At December 31, 2020, cash and cash equivalents were $103.2 million, Total Kennametal Shareholders' equity was $1,279.2 million and total debt was $628.7 million. Our current senior credit ratings are at investment grade levels. We believe that our current financial position, liquidity and credit ratings provide us access to the capital markets. We believe that we have sufficient resources available to meet cash requirements for the next 12 months. We continue to closely monitor our liquidity position and the condition of the capital markets, as well as the counterparty risk of our credit providers. There have been no material changes in our contractual obligations and commitments since June 30, 2020.
We are also closely monitoring the rapidly evolving effects of the COVID-19 pandemic on our business operations, financial results and financial position and on the industries in which we operate.
Cash Flow Provided by Operating Activities
During the six months ended December 31, 2020, cash flow provided by operating activities was $67.4 million, compared to $87.1 million for the prior year period. Cash flow provided by operating activities for the current year period consisted of net income and non-cash items amounting to an inflow of $80.0 million and changes in certain assets and liabilities netting to an outflow of $12.7 million. Contributing to the changes in certain assets and liabilities were a decrease in accrued income taxes of $24.5 million, an increase in accounts receivable of $22.5 million and a decrease in accrued pension and postretirement benefits of $13.4 million. Partially offsetting these cash outflows was a decrease in inventories of $46.7 million.

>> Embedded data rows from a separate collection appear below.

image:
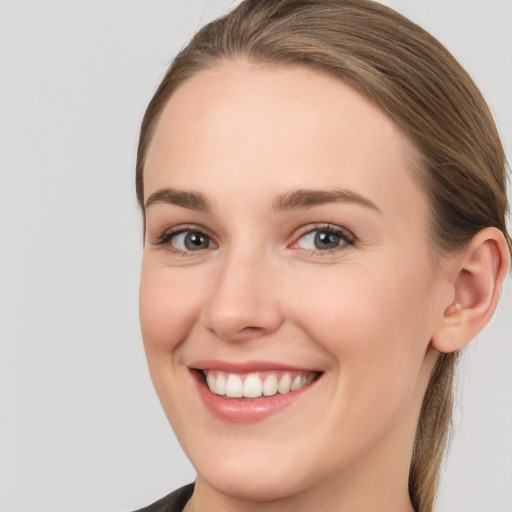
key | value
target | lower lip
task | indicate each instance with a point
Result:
(243, 410)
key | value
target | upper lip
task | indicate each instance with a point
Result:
(244, 367)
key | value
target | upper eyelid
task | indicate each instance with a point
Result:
(167, 234)
(298, 233)
(326, 226)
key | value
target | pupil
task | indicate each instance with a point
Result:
(326, 240)
(196, 241)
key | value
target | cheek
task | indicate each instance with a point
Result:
(168, 306)
(376, 325)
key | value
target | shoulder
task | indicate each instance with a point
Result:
(174, 502)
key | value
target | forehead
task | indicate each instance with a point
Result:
(276, 126)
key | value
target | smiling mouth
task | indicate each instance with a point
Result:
(256, 385)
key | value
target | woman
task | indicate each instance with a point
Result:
(323, 191)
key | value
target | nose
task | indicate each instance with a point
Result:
(243, 304)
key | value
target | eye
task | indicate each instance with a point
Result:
(190, 241)
(324, 239)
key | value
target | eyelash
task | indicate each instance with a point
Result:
(347, 238)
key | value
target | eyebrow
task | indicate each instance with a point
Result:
(293, 200)
(309, 198)
(190, 200)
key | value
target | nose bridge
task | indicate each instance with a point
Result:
(241, 303)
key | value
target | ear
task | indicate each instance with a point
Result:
(476, 276)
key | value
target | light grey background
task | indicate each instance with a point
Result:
(81, 428)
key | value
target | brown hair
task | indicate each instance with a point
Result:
(459, 159)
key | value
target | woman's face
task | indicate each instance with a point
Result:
(286, 249)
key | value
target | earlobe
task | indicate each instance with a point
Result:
(478, 274)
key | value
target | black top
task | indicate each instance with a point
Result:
(174, 502)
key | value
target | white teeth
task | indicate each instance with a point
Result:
(296, 383)
(253, 386)
(270, 385)
(220, 385)
(234, 385)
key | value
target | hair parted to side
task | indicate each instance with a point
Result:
(458, 156)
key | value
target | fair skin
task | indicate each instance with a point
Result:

During the six months ended December 31, 2019, cash flow provided by operating activities consisted of net income and non-cash items amounting to an inflow of $86.8 million and changes in certain assets and liabilities netting to an inflow of $0.3 million. Contributing to the changes in certain assets and liabilities were a decrease in accounts receivable of $64.5 million and a decrease in inventories of $34.3 million. Partially offsetting these cash inflows were changes in accrued income taxes of $53.0 million, a decrease in accounts payable and accrued liabilities of $28.5 million and a decrease in accrued pension and postretirement benefits of $12.1 million.
Cash Flow Used for Investing Activities
Cash flow used for investing activities was $67.6 million for the six months ended December 31, 2020, compared to $123.7 million for the prior year period. During the current year period, cash flow used for investing activities primarily included capital expenditures, net of $67.7 million, which consisted primarily of expenses related to our simplification/modernization initiatives and equipment upgrades.
For the six months ended December 31, 2019, cash flow used for investing activities included capital expenditures, net of $146.7 million, which consisted primarily of expenses related to our simplification/modernization initiatives and equipment upgrades, partially offset by proceeds from divestiture of $24.0 million from the sale of certain assets of the non-core specialty alloys and metals business located in New Castle, Pennsylvania.
Cash Flow Used for Financing Activities
Cash flow used for financing activities was $512.0 million for the six months ended December 31, 2020 compared to $38.7 million in the prior year period. During the current year period, cash flow used for financing activities included $475.5 million of a net decrease in the revolving and other lines of credit and $33.3 million of cash dividends paid to Kennametal Shareholders.
For the six months ended December 31, 2019, cash flow used for financing activities included $33.1 million of cash dividends paid to Kennametal Shareholders and $5.6 million of the effect of employee benefit and stock plans and dividend reinvestment.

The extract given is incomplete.